Anti-cheat method in multiplayer video games

The lockstep protocol is a partial solution to the look-ahead cheating problem in peer-to-peer architecture multiplayer games, in which a cheating client delays their own actions to await the messages of other players. A client can do so by acting as if they're suffering from high latency; the outgoing packet is forged by attaching a time stamp that is prior to the actual moment the packet is sent.

To avoid this method of cheating, the lockstep protocol requires each player to first announce a "commitment" (e.g. hash value of the action); this commitment is a representation of an action that:
- Cannot be used to infer the action; and
- Easily compares whether an action corresponds with a commitment.

Once all players have received the commitments, they reveal their actions, which are compared with the corresponding commitments to ensure that the commitment is indeed the sent action.

==Drawbacks==

As all players must wait for all commitments to arrive before sending their actions, the game progresses as slowly as the player with the highest latency. Although this may not be noticeable in a turn-based game, real-time online games, such as first person shooters, require much faster reactions.

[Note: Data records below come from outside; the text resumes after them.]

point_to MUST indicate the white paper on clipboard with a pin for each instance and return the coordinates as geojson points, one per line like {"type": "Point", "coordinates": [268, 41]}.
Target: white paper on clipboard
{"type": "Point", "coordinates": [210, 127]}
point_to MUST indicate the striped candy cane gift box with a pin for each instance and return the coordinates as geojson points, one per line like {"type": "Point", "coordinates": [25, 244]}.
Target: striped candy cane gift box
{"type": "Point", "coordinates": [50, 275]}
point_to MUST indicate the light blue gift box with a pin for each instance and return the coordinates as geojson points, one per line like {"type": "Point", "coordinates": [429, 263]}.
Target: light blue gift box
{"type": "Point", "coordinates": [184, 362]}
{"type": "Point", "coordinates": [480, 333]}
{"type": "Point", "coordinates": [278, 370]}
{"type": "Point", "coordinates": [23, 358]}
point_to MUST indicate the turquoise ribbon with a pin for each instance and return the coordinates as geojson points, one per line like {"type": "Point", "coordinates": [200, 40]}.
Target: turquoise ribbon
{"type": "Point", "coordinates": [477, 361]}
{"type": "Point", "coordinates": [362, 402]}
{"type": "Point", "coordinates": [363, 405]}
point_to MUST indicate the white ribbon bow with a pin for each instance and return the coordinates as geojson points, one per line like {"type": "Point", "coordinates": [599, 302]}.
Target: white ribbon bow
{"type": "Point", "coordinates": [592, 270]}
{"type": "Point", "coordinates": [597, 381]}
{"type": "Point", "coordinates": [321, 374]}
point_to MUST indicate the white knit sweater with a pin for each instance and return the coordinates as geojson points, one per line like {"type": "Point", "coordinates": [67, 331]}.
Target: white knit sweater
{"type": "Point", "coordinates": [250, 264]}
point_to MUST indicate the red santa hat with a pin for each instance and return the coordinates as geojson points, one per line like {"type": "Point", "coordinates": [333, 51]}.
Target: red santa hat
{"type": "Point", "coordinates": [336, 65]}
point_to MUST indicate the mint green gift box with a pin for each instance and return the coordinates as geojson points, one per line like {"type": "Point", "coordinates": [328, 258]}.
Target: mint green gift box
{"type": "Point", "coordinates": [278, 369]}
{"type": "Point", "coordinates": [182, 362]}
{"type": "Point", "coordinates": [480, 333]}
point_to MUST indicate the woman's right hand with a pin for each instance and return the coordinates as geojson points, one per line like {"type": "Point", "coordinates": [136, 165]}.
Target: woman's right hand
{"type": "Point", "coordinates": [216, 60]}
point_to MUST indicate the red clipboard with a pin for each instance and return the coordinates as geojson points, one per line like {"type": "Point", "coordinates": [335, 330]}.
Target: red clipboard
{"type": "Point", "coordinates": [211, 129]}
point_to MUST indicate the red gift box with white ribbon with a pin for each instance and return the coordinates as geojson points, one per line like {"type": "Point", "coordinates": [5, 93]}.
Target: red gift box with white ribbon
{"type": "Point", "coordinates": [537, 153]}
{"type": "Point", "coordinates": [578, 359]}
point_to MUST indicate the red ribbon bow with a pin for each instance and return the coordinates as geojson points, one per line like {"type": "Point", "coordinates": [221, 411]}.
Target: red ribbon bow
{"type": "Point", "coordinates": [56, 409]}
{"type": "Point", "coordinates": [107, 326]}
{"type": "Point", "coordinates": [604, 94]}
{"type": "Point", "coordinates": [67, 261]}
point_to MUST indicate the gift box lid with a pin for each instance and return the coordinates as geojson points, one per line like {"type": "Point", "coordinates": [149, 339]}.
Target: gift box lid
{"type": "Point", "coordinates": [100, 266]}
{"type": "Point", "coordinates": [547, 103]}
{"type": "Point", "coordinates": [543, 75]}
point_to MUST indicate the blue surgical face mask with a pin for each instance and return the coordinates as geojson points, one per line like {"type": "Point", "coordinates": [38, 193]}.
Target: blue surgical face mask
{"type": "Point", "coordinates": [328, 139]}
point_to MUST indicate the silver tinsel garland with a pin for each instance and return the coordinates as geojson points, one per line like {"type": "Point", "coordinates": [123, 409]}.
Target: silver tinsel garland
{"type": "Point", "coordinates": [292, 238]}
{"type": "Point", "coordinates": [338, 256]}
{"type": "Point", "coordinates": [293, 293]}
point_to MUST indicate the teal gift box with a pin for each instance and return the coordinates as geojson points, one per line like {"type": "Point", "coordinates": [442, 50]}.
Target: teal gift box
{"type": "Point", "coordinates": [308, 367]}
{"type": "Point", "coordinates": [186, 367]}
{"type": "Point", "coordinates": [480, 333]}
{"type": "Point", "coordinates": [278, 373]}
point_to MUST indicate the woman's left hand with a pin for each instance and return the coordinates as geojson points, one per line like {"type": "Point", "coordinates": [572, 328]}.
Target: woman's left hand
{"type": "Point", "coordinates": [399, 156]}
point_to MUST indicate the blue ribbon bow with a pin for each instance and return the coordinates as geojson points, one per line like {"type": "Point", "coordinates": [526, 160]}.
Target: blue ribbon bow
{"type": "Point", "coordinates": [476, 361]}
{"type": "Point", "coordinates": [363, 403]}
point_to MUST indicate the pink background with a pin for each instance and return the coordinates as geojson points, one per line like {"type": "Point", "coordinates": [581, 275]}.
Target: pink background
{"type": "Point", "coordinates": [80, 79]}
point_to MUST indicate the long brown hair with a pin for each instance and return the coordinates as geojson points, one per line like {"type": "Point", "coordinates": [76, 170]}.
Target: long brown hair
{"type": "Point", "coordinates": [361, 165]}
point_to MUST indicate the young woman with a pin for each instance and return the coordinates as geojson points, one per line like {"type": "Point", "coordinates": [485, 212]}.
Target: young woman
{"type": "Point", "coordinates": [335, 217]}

This can be acquired by placing a limit on the time in which a player can announce their action. If no action is sent within this period, other players do not announce their actions to that player and ignore any action that arrives too late.

==Asynchronous lockstep protocol==
To overcome the obvious drawback of the simple lockstep protocol, an asynchronous variant of the protocol exists wherein players advance in time free of any negotiations with other players until interaction between players exists, known as a "lockstep mode." This mode may be defined by a certain area around a player, such as a sphere, in which the game world may be affected by the player.

Such an interaction can only occur when, for example, the areas of influence surrounding two players intersect.